In keeping wither their recent “spin the dirty laundry” approach to public affairs; the National Association of Realtors has produced a fairly comprehensive “market by market” home price analysis for 119 of the nation’s largest metropolitan regions.

Each individual metro report contains sections dedicated to local price activity, affordability, home sales, mortgages trends and fundamentals as well as a final “Risk Factor” summarization and “Pricing Scenarios” predictions.

In typical fashion, NAR tries in earnest to present the data in its most positive light spinning some significant indicators of the market instability with fine tuned hocus pocus.

In the section dedicated to affordability, they suggest that home prices, having significantly outpaced incomes in recent years, results in a price-to-income ratio that is often cited as an implication of a housing bubble.
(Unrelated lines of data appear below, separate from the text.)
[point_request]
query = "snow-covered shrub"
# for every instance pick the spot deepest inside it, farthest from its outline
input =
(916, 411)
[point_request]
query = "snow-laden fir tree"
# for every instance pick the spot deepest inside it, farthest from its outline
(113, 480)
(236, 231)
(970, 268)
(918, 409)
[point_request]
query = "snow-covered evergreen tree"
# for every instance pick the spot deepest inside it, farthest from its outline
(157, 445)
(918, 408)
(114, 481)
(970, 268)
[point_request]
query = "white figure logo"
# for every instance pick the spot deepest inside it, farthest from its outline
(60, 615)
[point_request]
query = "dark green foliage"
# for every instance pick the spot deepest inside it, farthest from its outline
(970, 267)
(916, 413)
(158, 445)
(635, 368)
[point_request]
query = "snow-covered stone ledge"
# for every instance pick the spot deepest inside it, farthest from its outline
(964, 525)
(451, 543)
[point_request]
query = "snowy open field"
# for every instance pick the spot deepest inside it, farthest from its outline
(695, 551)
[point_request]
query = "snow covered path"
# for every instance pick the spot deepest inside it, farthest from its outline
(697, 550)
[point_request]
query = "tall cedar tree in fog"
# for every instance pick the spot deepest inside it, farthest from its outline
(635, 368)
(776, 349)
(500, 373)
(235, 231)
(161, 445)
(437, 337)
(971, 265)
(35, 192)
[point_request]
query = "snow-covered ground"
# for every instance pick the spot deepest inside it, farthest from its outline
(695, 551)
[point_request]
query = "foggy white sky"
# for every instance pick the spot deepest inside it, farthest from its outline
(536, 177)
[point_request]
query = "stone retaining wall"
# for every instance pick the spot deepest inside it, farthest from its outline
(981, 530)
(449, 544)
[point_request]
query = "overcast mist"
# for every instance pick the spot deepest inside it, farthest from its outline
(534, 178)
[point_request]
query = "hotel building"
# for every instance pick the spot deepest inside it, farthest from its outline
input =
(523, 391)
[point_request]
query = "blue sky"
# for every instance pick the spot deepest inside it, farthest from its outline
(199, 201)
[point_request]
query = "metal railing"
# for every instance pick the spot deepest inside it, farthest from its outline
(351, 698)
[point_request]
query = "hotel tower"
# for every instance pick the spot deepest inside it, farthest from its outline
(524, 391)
Each report then goes on to suggest that since mortgage interest rates have been at historical lows, a more relevant ratio to analyze in determining the existence of a bubble would be the ratio of “median mortgage servicing” cost to “median income”.

Certainly, this classic “it’s not how much it costs that matters, its how much you can afford” logic makes things look significantly better as you ignore the fact that the overall debt burden has just doubled (or more) and instead focus on the cost of just the loan payment relative to the current income. Not to mention that many markets show absurdly high percentages of ARM loans so the servicing costs are likely to be increasing soon.

Additionally, the “Pricing Scenarios” section attempts to mask the very real scenario whereby just a 5% drop in home prices puts the majority of the metro areas 2005 home buyers into negative equity. NAR terms this grim scenario “equity loss”.

Each report then closes with a five point sales pitch on the tax benefits of owning a home, why homes are not like other equities (i.e. cant trade like stocks so doesn’t show the same volatility) and the fact that national median prices have not declined since the Great Depression.

Arguably, the most interesting statistic disclosed by the reports are simply the sheer number of metros exhibiting the obvious signs of the asset run-up as wells as the now prominent slowing to decline.

Second best might be the unbelievable percentage share of ARM loans that have been used to finance homes. Most metros will show 20-30% with some, such as Las Vegas, showing a whopping 58% of all loans being ARMs.